It is said in the State Papers by an English official in Ireland in Queen Elizabeth’s reign that, ‘this Feinechas is none other than the sivill law;’ and the saying is occasionally repeated even to the present time. That the statement is, however, none other than incorrect, might easily be shown by going through both the Civil Law and the Irish law seriatim. The present little treatise, without being at all designed for that purpose, will render this sufficiently obvious. There are no two systems of law of which I have any knowledge which do not contain some points in common. It would be strange indeed if men devising rules for the extensive field of human conduct, and for determining all sorts of rights and obligations, did not happen to hit upon the same expedient occasionally. Their doing so proves their common humanity. To prove the alleged derivation much more is required. But the fact is, that in the Brehon Laws such coincidences with Roman Law are really fewer than might be expected without derivation at all. The coincidences with Hindoo Law are actually more numerous; yet no one suggests that the Brehon Laws are derived from the Hindoo.

Some rules of church law, itself based on the later Roman Law, were introduced obviously by the Christian clergy, and affected mainly themselves and their interests. They are fewer and less important than might have been expected, owing to the Celtic organisation which the Church early assumed, and for many centuries retained. There is also the supposed resemblance which the collection of laws called the Senchus Mór bears to the Roman collections called the Digest and the Pandects. To press this as a proof of derivation would be absurd, for there is really no more in it than in the resemblance in distant perspective between two trees in a forest. The laws were collected as they existed; and if when collected they happened to resemble some other collection, there was nothing to wonder at, the laws could not help it, and it does not prove their derivation from that other. Analogies are very tempting, but often misleading; and such a superficial analogy as this would be a very unsafe guide. If the Brehon Laws had been at all derived from Roman Law, the resemblances would have been far more numerous, intimate, and vital, the whole juridical structure would probably have been different, and with the law itself some of the Roman technical terms would have been adopted, as in all countries that have really copied from Roman Law. None of those terms are found in the Irish manuscripts. Many of the Irish laws are as old as the Roman Law itself. Whether they are good or bad, creditable or otherwise to our race, they are essentially, substantially, and characteristically Irish. Sir Samuel Ferguson expressed the literal truth when he wrote that ‘The Roman (or Civil) Law is hardly traceable in them, except as regards ecclesiastical affairs, and that sub modo only.’

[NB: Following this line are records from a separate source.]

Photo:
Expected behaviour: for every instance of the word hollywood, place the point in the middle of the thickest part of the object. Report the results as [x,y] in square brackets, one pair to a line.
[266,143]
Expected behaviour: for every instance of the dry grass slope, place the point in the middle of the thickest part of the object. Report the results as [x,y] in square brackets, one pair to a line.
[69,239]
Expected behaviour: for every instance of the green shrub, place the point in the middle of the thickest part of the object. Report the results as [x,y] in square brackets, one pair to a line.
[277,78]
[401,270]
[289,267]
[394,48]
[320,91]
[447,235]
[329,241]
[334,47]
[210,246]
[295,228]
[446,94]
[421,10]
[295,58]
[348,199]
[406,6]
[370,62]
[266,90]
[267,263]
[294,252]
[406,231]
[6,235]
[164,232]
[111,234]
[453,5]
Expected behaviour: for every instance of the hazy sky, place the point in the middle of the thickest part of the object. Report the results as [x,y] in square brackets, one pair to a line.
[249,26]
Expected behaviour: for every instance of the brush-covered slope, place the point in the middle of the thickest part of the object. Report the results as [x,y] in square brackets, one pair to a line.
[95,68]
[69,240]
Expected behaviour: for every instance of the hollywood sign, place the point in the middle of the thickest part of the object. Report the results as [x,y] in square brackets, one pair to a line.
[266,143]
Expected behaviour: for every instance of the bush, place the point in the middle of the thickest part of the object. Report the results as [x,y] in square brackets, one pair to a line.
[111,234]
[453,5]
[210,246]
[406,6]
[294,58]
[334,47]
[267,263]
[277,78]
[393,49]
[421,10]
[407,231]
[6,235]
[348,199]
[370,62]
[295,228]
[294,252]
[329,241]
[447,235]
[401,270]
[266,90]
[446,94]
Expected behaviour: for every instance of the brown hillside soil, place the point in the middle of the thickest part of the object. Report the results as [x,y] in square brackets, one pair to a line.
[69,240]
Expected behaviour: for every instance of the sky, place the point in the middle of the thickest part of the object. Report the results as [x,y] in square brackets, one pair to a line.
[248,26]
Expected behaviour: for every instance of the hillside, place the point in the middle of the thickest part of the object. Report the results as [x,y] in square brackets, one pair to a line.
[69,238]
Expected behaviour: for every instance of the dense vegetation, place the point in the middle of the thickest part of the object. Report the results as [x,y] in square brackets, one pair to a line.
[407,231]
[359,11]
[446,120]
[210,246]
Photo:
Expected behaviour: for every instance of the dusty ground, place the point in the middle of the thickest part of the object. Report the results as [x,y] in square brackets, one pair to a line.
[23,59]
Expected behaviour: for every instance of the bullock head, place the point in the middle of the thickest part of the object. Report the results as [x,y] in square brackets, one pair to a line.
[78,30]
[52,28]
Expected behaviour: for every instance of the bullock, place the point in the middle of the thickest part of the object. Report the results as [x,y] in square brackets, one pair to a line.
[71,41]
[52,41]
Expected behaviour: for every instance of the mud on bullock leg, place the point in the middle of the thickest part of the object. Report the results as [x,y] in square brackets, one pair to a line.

Without desiring to suggest whether they would or would not have been better if they had been derived from Roman Law, it may be interesting to point out that the Irish laws were in several respects more humane than the Roman. The Irish flaith-fine never at any time had power of life and death over the members of his household, as the Roman paterfamilias unquestionably had in early times. Then with regard to the treatment of strangers: at Rome, for a long time, an alien was an enemy, who might be ill used, whose property was res nullius which any Roman might seize, and who had no locus standi whatever before a legal tribunal. In Ireland a stranger was a person entitled to sympathy, his property could not be taken from him, and not alone was he heard in a court of law, but he was allowed to choose his judge. ‘Whenever a person comes over the sea to prosecute a cause, he shall have a choice of the Brehons of Erinn; and when he shall have come across the boundary of a province, he shall have his choice of the brehons in the province.’ We have already seen that unjust evasion of a stranger was punished as fraud.

There was much resemblance between the Irish laws and those of ancient Britain, so far as the latter can be discerned through the native Welsh laws, between which and the Irish there is a good deal in common. All British laws were modified under Roman sway, which Ireland escaped. Of course the laws of the Gaels of Scotland were originally our laws transferred to Scotland. They, however, underwent considerable change, for feudalism was vigorously forced upon Scotland in the Middle Ages.